I remember during a particular visit to Hilda’s studio in the early 1990s, how I paused to ponder over one of her dynamic drawings titled “Space Shot”. Exemplifying her skill at expressing motion, its subject was a flying dart accompanied by a small pink heart in the centre of a circle. When she caught me studying it, she smiled like a Cheshire cat and didn’t murmur a word about its possible meaning. In retrospect, I think this drawing could very well stand in as a portrait of the artist. For me, it represents a focused mission, the dart a symbol of striving to achieve a goal or to reach a target, shooting across white unknown space with unerring instinct and intuition, persistence, and breadth of vision in what was for Hilda an expression of love.

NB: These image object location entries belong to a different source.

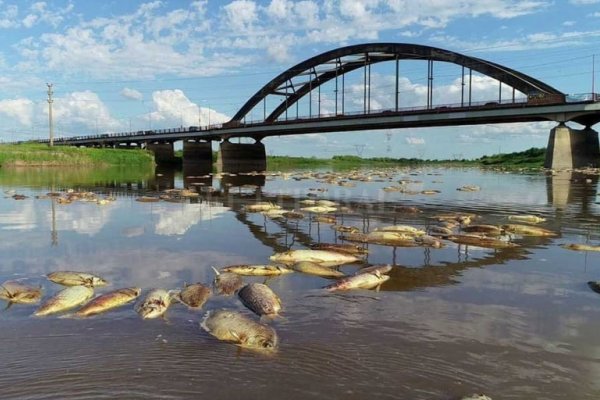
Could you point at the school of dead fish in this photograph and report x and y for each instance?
(321, 259)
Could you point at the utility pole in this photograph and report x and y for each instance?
(51, 126)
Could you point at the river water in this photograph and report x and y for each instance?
(516, 323)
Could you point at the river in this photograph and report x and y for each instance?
(514, 323)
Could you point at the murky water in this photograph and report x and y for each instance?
(517, 323)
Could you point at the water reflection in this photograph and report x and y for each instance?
(514, 323)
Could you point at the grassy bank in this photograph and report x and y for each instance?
(528, 159)
(32, 155)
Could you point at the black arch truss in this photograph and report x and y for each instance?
(335, 63)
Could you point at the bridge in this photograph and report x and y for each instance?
(290, 104)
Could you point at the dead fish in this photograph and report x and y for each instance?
(261, 206)
(532, 219)
(108, 301)
(527, 230)
(194, 295)
(381, 269)
(366, 280)
(326, 219)
(257, 270)
(319, 209)
(401, 228)
(481, 241)
(340, 247)
(581, 247)
(155, 304)
(148, 199)
(482, 228)
(227, 283)
(17, 292)
(429, 241)
(231, 326)
(66, 299)
(323, 257)
(345, 228)
(311, 268)
(75, 278)
(260, 299)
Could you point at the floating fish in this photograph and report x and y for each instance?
(312, 268)
(17, 292)
(66, 299)
(231, 326)
(527, 230)
(319, 209)
(108, 301)
(155, 304)
(260, 299)
(323, 257)
(581, 247)
(75, 278)
(365, 280)
(194, 295)
(257, 270)
(532, 219)
(227, 283)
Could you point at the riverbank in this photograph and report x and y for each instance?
(531, 159)
(40, 155)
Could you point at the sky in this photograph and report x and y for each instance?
(137, 65)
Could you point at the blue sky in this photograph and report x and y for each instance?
(158, 64)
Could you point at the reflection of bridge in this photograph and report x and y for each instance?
(291, 104)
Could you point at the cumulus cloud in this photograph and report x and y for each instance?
(174, 108)
(18, 109)
(131, 94)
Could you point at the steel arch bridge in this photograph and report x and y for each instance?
(334, 64)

Hilda Woolnough, Dart drawing.
Hilda Woolnough, Dart drawing.

Hilda’s artistic mission shot well beyond the edges of a sheet of paper to pierce the community and world at large. It involved the tireless promotion of the arts as integral to community-building and to all of life, revealing time and time again how they are vital to the cultural, social, and economic fabric and prosperity of society, how they can act as a catalyst for social change, and how they can enrich the lives of everyone. From organizing children’s art exhibitions and Students’ Art Expo, to the development with her partner Reshard Gool of an alternative newspaper and Square Deal Press, and to her instrumental role in the creation of many artistic organizations, including the Phoenix Gallery, the Gallery-On-Demand, Great George Street Gallery, the PEI Printmakers’ Council, the P.E.I. Council of the Arts, and the Arts Guild, Hilda left an indelible mark on Prince Edward Island, and also nationally as director of the Canadian Conference of the Arts from 1989 to 1996.

She was a bright and shining light, a champion of artists and artists’ rights, loved and respected by all those whose lives she touched. She ignited numerous hearts and minds with the magic of art and its great power for transforming lives.

The inaugural posthumous Late Great Award bestowed on her from the City of Charlottetown, and the renaming of The Gallery at the Guild as “The Hilda Woolnough Gallery” are acts of profound gratitude that honour the extraordinary legacy of the Island’s “Angel of the Arts”, inspiring hope, “that thing with feathers”, for the future prosperity of the arts.

Terry Graff is a visual artist, art writer, and independent curator. He has curated over 200 exhibitions, is the author of numerous articles and books on both contemporary and historical art and artists, and is a former director of the Confederation Centre Art Gallery (PEI), Rodman Hall Arts Centre (Ontario), the Mendel Art Gallery (Saskatchewan), and the Beaverbrook Art Gallery (New Brunswick).